Art as Therapy by Alain De Botton and John Armstrong Download

Who's afraid of Alain de Botton? At 43, he'due south already an elder in the church of self-assistance, the master of spinning sugary "secular sermons" out of literature ("How Proust Can Alter Your Life"), philosophy ("The Consolations of Philosophy"), architecture ("The Architecture of Happiness"). He has a remarkably guileless confront and a friendly, populist vision of art. Why so exercise I proceed checking my pockets? And why the grumbles that he condescends to his subjects and regards his readers, as the British author Lynn Barber put information technology, as "ants"?

De Botton's new book, "Art as Therapy," written with the historian John Armstrong, begins with grim news.
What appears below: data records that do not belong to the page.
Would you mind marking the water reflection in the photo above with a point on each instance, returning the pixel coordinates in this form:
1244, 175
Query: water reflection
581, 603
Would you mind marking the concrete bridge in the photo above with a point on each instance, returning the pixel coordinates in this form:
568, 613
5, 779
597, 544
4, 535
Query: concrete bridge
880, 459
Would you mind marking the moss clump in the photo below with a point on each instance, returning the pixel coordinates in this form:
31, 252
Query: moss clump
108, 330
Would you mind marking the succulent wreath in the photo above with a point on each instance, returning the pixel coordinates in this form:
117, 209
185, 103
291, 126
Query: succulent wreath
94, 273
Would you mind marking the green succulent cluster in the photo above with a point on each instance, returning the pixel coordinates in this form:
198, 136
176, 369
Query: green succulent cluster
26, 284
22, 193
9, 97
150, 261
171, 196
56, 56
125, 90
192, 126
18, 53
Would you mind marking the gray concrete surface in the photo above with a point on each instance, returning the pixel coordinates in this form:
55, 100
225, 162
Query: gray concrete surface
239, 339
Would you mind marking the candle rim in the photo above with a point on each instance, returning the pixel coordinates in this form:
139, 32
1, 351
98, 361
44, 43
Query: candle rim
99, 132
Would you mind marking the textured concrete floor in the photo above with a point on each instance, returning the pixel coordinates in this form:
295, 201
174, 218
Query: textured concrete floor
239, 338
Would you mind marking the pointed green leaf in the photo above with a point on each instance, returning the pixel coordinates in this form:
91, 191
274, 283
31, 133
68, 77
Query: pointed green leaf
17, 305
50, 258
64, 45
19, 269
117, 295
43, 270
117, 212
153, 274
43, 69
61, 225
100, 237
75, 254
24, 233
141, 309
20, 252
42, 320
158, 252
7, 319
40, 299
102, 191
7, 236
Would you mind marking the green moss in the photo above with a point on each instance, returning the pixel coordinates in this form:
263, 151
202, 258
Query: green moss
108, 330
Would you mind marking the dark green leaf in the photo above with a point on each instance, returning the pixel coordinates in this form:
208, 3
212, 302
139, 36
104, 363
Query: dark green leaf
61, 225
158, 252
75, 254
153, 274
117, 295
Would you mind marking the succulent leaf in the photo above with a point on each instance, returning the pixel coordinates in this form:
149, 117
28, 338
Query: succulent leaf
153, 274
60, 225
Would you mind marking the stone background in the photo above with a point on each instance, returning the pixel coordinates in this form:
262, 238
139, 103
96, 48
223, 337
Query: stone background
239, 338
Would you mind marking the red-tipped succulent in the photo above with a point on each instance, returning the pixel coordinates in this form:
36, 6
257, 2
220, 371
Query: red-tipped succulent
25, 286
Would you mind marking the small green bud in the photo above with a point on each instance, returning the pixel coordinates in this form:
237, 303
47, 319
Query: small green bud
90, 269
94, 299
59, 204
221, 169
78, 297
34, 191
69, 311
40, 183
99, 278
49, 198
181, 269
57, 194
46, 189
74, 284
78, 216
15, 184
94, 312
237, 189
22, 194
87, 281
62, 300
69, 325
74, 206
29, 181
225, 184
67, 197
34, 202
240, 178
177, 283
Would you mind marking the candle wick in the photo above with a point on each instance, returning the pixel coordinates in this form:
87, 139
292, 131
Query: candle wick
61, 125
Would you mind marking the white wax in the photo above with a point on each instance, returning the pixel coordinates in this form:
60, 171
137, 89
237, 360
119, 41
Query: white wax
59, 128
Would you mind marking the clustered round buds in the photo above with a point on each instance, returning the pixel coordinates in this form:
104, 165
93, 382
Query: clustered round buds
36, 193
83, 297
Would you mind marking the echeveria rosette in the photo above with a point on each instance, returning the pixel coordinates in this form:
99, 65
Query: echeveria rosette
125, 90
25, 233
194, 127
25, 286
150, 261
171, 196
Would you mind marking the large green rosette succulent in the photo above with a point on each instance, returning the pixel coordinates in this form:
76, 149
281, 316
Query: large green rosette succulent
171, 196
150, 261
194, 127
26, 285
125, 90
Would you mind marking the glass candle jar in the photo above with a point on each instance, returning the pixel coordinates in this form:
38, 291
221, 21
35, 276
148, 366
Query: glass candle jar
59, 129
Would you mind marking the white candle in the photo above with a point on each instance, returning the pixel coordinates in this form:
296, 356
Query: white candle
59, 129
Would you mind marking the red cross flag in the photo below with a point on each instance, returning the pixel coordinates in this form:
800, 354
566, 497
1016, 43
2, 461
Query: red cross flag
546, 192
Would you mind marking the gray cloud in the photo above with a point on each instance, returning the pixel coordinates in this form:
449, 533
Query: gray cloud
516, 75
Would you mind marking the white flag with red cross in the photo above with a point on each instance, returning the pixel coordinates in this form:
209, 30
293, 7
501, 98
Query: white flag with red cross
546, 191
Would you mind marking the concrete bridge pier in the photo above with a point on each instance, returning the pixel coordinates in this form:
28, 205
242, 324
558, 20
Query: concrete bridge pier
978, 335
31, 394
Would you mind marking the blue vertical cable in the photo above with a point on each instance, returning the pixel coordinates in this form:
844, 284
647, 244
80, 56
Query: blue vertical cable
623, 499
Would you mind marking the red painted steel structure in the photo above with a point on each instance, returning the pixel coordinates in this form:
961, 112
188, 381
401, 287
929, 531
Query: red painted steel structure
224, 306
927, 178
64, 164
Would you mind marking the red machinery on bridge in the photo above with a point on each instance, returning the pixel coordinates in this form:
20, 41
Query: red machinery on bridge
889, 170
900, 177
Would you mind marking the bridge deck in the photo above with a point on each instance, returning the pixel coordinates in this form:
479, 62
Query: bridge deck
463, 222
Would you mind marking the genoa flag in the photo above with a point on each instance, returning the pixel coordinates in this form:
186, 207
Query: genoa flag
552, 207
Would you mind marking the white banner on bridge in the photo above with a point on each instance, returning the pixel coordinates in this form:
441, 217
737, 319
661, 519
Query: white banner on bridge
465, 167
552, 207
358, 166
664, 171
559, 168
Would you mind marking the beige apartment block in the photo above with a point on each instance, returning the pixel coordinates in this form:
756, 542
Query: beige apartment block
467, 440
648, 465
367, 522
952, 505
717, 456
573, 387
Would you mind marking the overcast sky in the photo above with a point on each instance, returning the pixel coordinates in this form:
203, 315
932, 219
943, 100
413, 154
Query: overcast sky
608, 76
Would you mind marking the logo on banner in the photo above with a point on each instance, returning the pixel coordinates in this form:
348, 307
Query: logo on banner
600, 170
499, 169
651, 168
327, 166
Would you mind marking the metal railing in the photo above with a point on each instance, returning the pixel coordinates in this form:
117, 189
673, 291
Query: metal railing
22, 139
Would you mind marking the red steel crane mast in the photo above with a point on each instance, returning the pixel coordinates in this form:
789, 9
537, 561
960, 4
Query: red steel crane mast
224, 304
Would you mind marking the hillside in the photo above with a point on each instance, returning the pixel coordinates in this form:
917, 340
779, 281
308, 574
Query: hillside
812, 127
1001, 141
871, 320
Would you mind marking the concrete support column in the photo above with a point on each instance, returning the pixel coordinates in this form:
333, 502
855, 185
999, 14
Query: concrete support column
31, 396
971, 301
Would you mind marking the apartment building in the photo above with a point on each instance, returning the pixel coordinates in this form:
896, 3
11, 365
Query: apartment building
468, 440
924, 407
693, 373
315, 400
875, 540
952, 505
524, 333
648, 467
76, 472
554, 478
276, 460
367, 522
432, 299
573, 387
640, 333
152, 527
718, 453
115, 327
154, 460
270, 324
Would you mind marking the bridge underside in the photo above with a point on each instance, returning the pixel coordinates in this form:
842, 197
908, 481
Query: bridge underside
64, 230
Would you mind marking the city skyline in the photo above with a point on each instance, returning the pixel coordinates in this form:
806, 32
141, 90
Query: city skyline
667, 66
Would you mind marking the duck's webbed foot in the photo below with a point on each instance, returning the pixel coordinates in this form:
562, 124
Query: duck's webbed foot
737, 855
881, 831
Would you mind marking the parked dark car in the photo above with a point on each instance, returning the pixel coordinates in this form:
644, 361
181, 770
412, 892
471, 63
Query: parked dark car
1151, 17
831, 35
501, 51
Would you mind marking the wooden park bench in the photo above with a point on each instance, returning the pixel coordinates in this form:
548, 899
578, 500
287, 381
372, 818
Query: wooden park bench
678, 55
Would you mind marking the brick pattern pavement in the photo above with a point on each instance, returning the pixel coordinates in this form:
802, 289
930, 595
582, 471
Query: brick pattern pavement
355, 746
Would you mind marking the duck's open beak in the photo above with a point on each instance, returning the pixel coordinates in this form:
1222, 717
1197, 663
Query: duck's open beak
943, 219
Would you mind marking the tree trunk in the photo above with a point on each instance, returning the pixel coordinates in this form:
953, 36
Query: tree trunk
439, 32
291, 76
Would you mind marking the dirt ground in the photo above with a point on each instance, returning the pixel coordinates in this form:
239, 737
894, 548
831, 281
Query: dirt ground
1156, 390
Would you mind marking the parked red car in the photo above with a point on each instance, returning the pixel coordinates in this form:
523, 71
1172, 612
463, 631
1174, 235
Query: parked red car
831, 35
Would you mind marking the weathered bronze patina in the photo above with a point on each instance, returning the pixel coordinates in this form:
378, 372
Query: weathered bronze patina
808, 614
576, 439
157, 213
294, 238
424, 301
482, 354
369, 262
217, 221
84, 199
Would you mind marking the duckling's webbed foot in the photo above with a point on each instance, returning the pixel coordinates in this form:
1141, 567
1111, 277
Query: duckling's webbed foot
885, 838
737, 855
Every 24-hour interval, honest, upright citizens "leave highly respected museums and exhibitions feeling underwhelmed." It'due south a scandal, specially since the authors firmly believe fine art exists to make people "amend versions of themselves." They dream of a day when art can be prescribed for specific "psychological frailties" (including poor memory and pessimism), when museums tin be redesigned as gyms for the psyche, grouping works non past mode but by the feelings they depict and the muscles they work. Captions volition whisper prompts similar: "Don't wait valuable journeys to exist piece of cake," for Frederic Edwin Church building's painting "The Iceberg."

Image A Tate Modern floor plan arranged according to a therapeutic vision; from “Art as Therapy.”

"Art as Therapy" is handsome and depressing. It lays bare the flaws in de Botton's method, chiefly that, well, he does regard his readers similar ants. How dispiriting it is to be told that we cannot appreciate mystery, to see complexity cleared away similar an errant cobweb. Truthful, perverse, playful reductiveness has always been de Botton'southward shtick — he's just never done it so badly. The grant proposal prose saps all the fun from the proceedings. What should come beyond as derisive sounds unhinged: "The true aspiration of art should exist to reduce the need for it"; "We should revisit the idea of censorship, and potentially consider it . . . as a sincere try to organize the world for our benefit."

Irritatingly, the authors do have a point: at that place is a hunger to believe art has a pragmatic purpose in our lives (witness the excitement over studies showing that going to museums makes us smarter and reading literary fiction makes us more compassionate). And of course art consoles and nourishes and does everything Armstrong and de Botton say it does. The problem is that we don't demand them as middlemen, and we certainly don't need paintings puréed down to pablum and spoon-fed to u.s.a.. But Armstrong and de Botton think so little of united states of america, they blueprint museums like Temple Grandin designed humane slaughterhouses, to minimize our fear and defoliation. And in sparing us the horror of feeling "inadequate," they deprive u.s. of a chance at rapture, to piece of work to possess the work ourselves. (Recall the caption on that painting of the iceberg: "Don't expect valuable journeys to exist piece of cake.")

I'yard reminded of the historian Leo Steinberg'south reaction to Jasper Johns's early work, specifically "Drawer," in which a drawer is embedded in a canvas. Steinberg's essay is an elegant, instructive tantrum, the kind of thing 1 imagines really entices people to expect at pictures. It is modest, frank and very funny on the variety of feelings an interesting prototype can elicit. Steinberg passes from defoliation to contempt to terror ("I am alone with this thing, and it is upwards to me to evaluate it") to a puzzled sort of pleasance. "It is a kind of self-analysis that a new image can throw yous into and for which I am grateful," he writes. "I am left in a state of broken-hearted dubiousness by the painting, most painting, about myself. And I suspect that this is all right." It is, in fact, wonderful. What would Armstrong and de Botton brand of "Drawer"? "Open yourself to new experiences," maybe. Worse: "Search inside."

Pity; the idea of knowledge as a procedure non a pellet is something that used to matter to de Botton. It's something he has forgotten (and can be forgiven for forgetting; unreliable retention being, after all, the first "frailty" mentioned in "Fine art as Therapy"). If de Botton were to consult his Proust again, he'd encounter the painter Elstir, whom he treated tenderly in his breakout book, "How Proust Can Alter Your Life." Elstir'due south message is this: "Nosotros cannot exist taught wisdom, we have to discover it for ourselves by a journeying which no one can undertake for us, an endeavor which no one can spare united states." No ane, not even Alain de Botton.